The squirrels and birds have been shell shocked. The trees had so much deadwood and were so overgrown. But, they were a haven for the wildlife. It will take awhile, but the trees will fill back out. I’m no longer afraid of storms that could bring down large limbs. And the squirrels still have their nests in the Italian cypress which are not seen in this photo.

Day 11 of Christmas break

It’s New Year’s Eve…the last day of 2018. After grocery shopping in the morning, in 44 degree weather, I am now sitting on the couch, napping off and on. I seem to have a bug of some sort trying to attack me. Just an overall feeling of crummy. I think the probiotics are working on attacking the bug since it feels as if a small skirmish is going on inside me.
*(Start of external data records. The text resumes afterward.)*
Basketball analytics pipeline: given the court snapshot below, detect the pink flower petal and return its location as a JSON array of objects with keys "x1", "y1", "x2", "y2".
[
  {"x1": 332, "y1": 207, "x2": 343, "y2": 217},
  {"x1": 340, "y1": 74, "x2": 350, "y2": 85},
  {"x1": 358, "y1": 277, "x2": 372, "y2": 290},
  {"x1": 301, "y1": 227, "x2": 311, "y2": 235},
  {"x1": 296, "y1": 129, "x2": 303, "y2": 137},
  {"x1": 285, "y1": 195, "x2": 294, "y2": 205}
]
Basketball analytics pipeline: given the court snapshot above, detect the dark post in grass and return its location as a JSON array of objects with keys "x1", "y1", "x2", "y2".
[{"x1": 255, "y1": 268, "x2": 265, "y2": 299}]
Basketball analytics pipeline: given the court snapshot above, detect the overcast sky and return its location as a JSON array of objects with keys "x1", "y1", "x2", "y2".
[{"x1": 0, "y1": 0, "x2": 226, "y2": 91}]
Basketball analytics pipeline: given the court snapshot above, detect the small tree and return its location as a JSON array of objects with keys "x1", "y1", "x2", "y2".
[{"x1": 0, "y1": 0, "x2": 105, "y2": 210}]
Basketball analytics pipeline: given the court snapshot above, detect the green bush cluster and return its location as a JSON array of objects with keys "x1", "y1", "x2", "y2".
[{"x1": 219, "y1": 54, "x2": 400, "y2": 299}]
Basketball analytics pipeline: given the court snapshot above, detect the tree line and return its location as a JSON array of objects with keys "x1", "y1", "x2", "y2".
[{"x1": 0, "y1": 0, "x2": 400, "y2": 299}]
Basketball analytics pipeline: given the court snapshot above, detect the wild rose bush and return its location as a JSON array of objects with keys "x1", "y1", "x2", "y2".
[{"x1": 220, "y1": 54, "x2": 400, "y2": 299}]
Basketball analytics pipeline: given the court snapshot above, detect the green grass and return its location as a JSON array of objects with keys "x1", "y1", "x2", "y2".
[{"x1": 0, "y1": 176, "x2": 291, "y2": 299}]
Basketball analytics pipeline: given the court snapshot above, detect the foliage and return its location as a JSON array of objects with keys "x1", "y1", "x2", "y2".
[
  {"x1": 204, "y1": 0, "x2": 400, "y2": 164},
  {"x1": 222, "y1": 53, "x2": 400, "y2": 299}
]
I am thankful that there are no obligations on the calendar this week. The Subaru will go to the mechanic on Wednesday for new head gaskets, but all that is expected of me is to drop it off and pick it up. Terry has even offered to pay the large cost of the repair. I would like to feel good enough to do some fun things this week like maybe going out to lunch. If the weather was warmer I would go for some walks, but I hate to be out in the cold unless absolutely necessary.

While walking into the grocery store this morning I saw one of the first grade teachers from Columbia in whose class I read stories the first three years of my school chaplain duties. She moved to another school two years ago and has now retired. Mrs. Alldridge lives in the neighborhood, and even though I shop at this store weekly, I have never seen her there. It was fun to catch up and hear what she is doing in retirement. Being such a highly motivated person, she is taking classes in sign language with intentions of interpreting in classrooms.